Cammino da consolidare… con i piedi per terra
Nell’editoriale di “Speciale catechisti” del mese di agosto invitavo a scoprire e a valorizzare tre perle preziose che la chiesa ci aveva offerto nei mesi scorsi: l’enciclica Laudato Si’ di papa Francesco, il nuovo vescovo Claudio e le iniziative di formazione per i catechisti del nuovo anno. Gli orientamenti pastorali invitano ciascuno di noi a mettersi “in cerca di perle preziose” tenendo presente che non è un punto a capo, ma è mantenere lo stesso sguardo che lo scorso anno ha contemplato e goduto di tutto “il bene che c’è tra noi”. Un bene che c’è e che chiede di essere consolidato perché possa essere sempre più condiviso, trafficato e moltiplicato con tutti e per tutti.

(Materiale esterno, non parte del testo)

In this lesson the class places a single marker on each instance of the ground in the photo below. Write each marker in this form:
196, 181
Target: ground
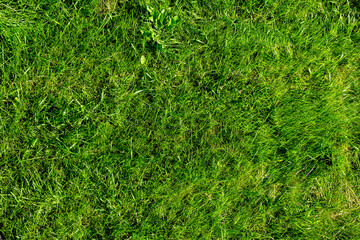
125, 119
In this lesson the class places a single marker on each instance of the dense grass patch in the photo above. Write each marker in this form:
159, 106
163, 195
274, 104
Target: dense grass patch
124, 119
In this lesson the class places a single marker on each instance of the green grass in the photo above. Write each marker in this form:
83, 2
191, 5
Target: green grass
210, 120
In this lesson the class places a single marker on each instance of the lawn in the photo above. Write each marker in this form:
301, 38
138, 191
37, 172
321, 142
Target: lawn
179, 119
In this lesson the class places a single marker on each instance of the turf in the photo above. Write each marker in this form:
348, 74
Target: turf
134, 119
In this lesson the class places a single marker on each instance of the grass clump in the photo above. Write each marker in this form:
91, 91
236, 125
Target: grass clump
179, 119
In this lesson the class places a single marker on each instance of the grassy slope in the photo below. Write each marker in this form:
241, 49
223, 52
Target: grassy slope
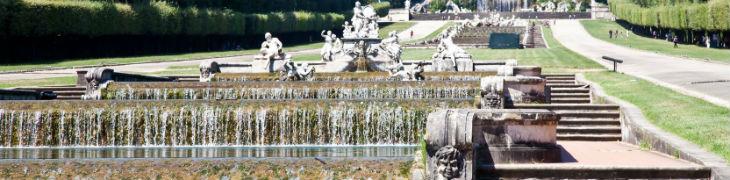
600, 28
557, 58
693, 119
434, 33
142, 59
396, 26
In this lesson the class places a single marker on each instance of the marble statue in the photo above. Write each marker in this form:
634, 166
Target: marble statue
364, 22
391, 46
271, 48
347, 29
452, 7
419, 8
448, 163
292, 72
208, 70
407, 5
271, 54
329, 48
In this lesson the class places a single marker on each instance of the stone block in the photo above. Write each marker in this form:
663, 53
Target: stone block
463, 64
459, 140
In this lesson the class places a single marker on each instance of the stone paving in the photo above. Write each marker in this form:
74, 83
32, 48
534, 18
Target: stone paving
706, 80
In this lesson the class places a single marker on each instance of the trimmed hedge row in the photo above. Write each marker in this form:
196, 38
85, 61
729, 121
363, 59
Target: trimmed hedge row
439, 5
382, 8
32, 18
258, 6
713, 15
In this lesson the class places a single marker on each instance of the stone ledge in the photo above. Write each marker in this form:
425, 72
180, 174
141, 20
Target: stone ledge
636, 128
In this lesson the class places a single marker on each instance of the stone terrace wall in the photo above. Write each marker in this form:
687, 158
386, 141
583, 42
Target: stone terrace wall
522, 15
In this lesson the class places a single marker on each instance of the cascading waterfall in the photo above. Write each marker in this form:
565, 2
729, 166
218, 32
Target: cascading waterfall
234, 123
468, 89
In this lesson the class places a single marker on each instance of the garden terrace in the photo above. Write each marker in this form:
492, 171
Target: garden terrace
291, 90
360, 77
190, 123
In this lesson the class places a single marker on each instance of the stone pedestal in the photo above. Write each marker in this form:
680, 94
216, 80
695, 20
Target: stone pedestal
504, 91
460, 140
463, 64
263, 64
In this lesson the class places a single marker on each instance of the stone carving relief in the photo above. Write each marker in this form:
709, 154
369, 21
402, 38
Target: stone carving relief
449, 163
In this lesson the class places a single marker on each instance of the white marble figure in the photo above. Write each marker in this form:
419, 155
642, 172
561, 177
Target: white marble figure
391, 46
327, 49
293, 72
347, 29
364, 22
452, 7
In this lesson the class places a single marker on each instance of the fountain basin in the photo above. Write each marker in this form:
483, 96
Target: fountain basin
192, 123
291, 90
348, 76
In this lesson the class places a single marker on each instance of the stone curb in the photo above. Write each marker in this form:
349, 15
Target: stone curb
637, 130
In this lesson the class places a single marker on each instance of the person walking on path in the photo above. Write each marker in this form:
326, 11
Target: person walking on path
610, 34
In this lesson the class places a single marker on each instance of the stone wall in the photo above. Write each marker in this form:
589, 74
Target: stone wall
521, 15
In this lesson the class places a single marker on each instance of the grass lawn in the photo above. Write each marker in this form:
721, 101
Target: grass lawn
693, 119
396, 26
433, 34
142, 59
57, 81
557, 58
600, 28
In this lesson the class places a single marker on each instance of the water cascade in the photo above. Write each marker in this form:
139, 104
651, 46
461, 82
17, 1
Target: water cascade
211, 123
293, 90
359, 77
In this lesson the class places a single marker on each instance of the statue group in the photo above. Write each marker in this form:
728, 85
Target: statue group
494, 20
449, 56
364, 23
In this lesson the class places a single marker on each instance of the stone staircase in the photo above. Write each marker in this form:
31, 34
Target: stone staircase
564, 90
580, 120
63, 92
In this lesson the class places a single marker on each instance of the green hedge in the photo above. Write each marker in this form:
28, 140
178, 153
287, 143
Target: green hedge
439, 5
50, 18
382, 8
713, 15
258, 6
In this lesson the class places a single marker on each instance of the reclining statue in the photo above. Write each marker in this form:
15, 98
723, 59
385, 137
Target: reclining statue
292, 72
271, 48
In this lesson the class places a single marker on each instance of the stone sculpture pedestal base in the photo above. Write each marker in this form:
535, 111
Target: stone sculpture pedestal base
262, 64
460, 140
463, 64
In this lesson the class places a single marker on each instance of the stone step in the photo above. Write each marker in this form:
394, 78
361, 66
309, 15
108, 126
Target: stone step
569, 90
568, 106
561, 100
72, 97
596, 129
588, 114
558, 75
70, 92
566, 85
570, 95
55, 88
578, 171
589, 122
551, 78
589, 137
560, 82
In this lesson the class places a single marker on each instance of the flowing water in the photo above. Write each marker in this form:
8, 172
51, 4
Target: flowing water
207, 152
196, 123
315, 90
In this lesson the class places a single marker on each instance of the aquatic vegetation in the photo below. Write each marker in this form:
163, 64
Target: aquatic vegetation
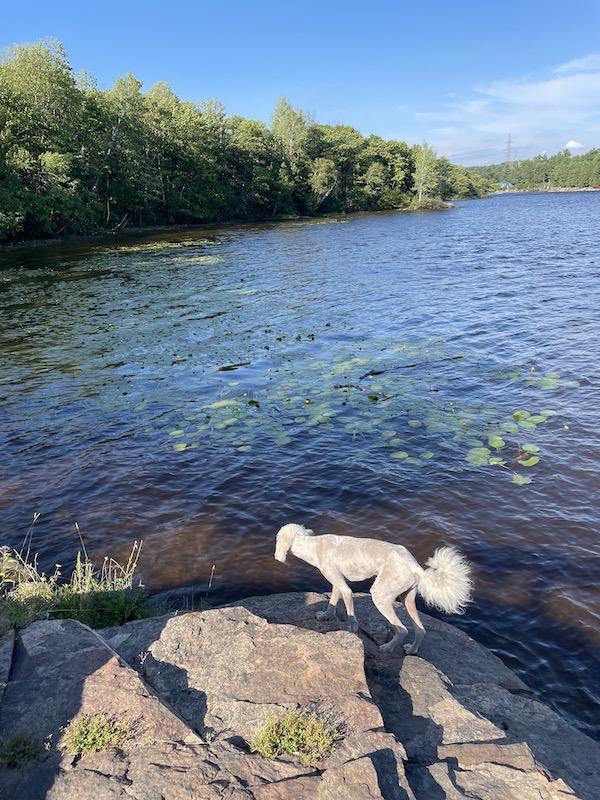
390, 407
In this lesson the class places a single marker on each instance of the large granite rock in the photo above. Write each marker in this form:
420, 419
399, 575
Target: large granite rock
451, 722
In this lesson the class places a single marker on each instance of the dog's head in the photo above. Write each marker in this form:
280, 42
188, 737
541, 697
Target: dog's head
285, 538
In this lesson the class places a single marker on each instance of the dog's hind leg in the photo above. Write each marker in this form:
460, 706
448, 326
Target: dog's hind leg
409, 602
384, 597
331, 610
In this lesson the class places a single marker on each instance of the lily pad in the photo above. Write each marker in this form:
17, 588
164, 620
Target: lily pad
521, 480
530, 462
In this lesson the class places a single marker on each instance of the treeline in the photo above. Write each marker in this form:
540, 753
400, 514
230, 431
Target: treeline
562, 170
76, 159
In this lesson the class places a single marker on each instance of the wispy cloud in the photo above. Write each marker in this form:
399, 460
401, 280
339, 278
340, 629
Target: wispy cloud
539, 114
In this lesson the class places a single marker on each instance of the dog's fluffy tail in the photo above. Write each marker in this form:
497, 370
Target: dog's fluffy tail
446, 583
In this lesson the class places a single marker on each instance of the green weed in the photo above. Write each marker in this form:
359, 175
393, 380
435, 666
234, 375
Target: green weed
94, 732
18, 750
304, 732
96, 597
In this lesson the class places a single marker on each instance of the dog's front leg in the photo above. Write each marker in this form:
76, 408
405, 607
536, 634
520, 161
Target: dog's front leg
331, 610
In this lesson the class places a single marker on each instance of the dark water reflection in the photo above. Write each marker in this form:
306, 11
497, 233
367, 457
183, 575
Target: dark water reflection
199, 389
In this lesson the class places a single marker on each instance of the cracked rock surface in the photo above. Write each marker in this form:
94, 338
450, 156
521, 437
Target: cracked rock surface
195, 688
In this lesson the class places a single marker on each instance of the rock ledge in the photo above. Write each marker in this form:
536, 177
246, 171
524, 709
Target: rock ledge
452, 722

Come catechisti non possiamo non pensare al cammino di iniziazione cristiana che quest’anno per la maggior parte delle parrocchie coincide con la seconda tappa del primo discepolato.

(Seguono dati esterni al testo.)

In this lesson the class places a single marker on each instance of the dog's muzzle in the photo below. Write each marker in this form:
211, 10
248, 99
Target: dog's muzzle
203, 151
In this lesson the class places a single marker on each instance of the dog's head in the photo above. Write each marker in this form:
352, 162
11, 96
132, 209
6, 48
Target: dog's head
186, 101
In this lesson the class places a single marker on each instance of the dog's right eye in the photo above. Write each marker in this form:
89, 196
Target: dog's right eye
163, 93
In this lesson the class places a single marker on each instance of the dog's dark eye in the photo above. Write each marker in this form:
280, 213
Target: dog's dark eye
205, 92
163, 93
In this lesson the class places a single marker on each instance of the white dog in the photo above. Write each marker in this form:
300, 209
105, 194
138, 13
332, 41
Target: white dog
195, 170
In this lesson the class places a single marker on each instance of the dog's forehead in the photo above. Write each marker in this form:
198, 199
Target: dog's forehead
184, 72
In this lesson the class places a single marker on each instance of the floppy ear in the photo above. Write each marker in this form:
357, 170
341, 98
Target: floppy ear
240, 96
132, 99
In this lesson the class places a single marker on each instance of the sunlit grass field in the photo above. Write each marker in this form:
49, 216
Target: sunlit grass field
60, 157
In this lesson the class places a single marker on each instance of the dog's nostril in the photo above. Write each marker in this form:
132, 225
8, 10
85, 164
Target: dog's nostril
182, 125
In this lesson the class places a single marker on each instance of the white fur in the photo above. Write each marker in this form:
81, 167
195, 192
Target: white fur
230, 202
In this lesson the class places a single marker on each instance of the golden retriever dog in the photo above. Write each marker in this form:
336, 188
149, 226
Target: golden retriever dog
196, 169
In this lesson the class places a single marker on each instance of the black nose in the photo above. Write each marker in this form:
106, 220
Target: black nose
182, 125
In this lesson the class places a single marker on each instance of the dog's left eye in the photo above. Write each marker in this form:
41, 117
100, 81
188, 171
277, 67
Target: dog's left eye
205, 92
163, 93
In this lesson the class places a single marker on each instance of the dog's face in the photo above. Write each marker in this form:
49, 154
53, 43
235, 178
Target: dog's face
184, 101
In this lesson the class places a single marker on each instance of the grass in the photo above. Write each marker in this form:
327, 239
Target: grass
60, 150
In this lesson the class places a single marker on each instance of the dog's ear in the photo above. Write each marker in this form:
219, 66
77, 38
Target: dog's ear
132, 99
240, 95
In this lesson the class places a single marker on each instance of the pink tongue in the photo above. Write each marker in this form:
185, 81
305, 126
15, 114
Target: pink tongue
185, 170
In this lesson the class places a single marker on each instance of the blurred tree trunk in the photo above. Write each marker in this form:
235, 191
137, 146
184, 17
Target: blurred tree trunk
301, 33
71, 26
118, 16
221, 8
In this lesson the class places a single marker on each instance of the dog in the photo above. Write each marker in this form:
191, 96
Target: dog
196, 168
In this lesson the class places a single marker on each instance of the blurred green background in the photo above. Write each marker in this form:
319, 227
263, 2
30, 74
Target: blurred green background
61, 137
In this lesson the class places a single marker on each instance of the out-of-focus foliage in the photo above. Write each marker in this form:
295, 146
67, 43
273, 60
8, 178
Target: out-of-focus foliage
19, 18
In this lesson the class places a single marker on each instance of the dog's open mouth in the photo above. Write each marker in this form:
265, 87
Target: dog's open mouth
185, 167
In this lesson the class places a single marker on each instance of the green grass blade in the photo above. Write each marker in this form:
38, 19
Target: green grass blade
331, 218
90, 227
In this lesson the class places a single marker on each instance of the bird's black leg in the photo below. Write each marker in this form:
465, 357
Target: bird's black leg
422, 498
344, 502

È questo un bene che va consolidato, ma anche difeso da tutti, perché le tentazioni di tornare indietro sono sempre in agguato. Il bene si consolida guardando le perle che il cambiamento sta portando soprattutto a livello di catechisti, di genitori e di comunità cristiane.
Dicendo questo non nego le varie difficoltà che in più occasioni, sia con i catechisti che con gli accompagnatori dei genitori, sono state rese presenti, né voglio illudermi che quello che la chiesa di Padova sta facendo sia la soluzione di tutti i problemi.
Dobbiamo stare con i piedi per terra e ricordarci che il modello catecumenale scelto per il rinnovamento dell’iniziazione cristiana è ripreso solamente in senso analogico, per molti motivi. Prima di tutto perché il contesto attuale non è precristiano ma post-cristiano, e questo fa molta differenza. E poi perché il percorso è rivolto ai bambini e non agli adulti, e quindi da essi accolto pacificamente ma non scelto. E infine perché sia questi bambini che i loro genitori, ai quali proponiamo un cammino catecumenale, sono già battezzati. L’iniziazione cristiana dei ragazzi non può essere considerata catecumenale in senso proprio, in quanto il catecumenato richiede una scelta libera e la decisione della conversione. Si tratta per i ragazzi di un tempo nel quale si imprimono in loro dei punti di riferimento e dei valori, una grammatica e una sintassi della fede e degli atteggiamenti positivi nei riguardi della comunità ecclesiale.
Questi elementi non sono ancora la decisione ultima per la fede cristiana. La partita si giocherà più avanti. L’effetto catecumenale comincia invece a essere più accentuato nella proposta rivolta ai genitori di questi ragazzi, i quali sono degli adulti provocati a riprendere in mano la loro fede, per molti abitudinaria o da tempo archiviata. Tuttavia l’intento catecumenale rimane complesso, spesso problematico, anche in questi casi, anche quando è rivolto agli adulti. Trattandosi di adulti già cristiani, anche se spesso ormai lontani dalla chiesa, risulta difficile mettere in atto ciò che specifica il catecumenato: la sua connotazione di “differenza” rispetto al contesto culturale, di cambiamento di vita rispetto a un passato. La prospettiva catecumenale viene in un certo senso anestetizzata quando è messa in atto dentro un contesto culturale in cui la chiesa è ancora oggetto di riconoscimento sociale e quando viene rivolta ad adulti che aderiscono ancora a questa chiesa per tradizione sociale.
Queste considerazioni ci aiutano a evitare attese sproporzionate con le conseguenti delusioni. E ci aiutano ad accettare una cosa fondamentale: siamo chiamati a interpretare tutto il rinnovamento secondo l’ispirazione catecumenale come una risposta intelligente alle sfide dell’evangelizzazione, ma una risposta di transizione. Siamo chiamati a gestire una situazione mista, con l’onda lunga di abitudini religiose in persone che non hanno più la fede, o la cui fede non regge più alle domande serie della loro vita e alle sfide dell’attuale cultura. E tuttavia il fatto che non esista un modello perfetto per rinnovare l’iniziazione cristiana (ma c’è poi mai stato?), non significa che non possiamo fare qualcosa di meglio di quello che abbiamo fatto finora. E proprio questo è il senso ultimo di quello che stiamo facendo.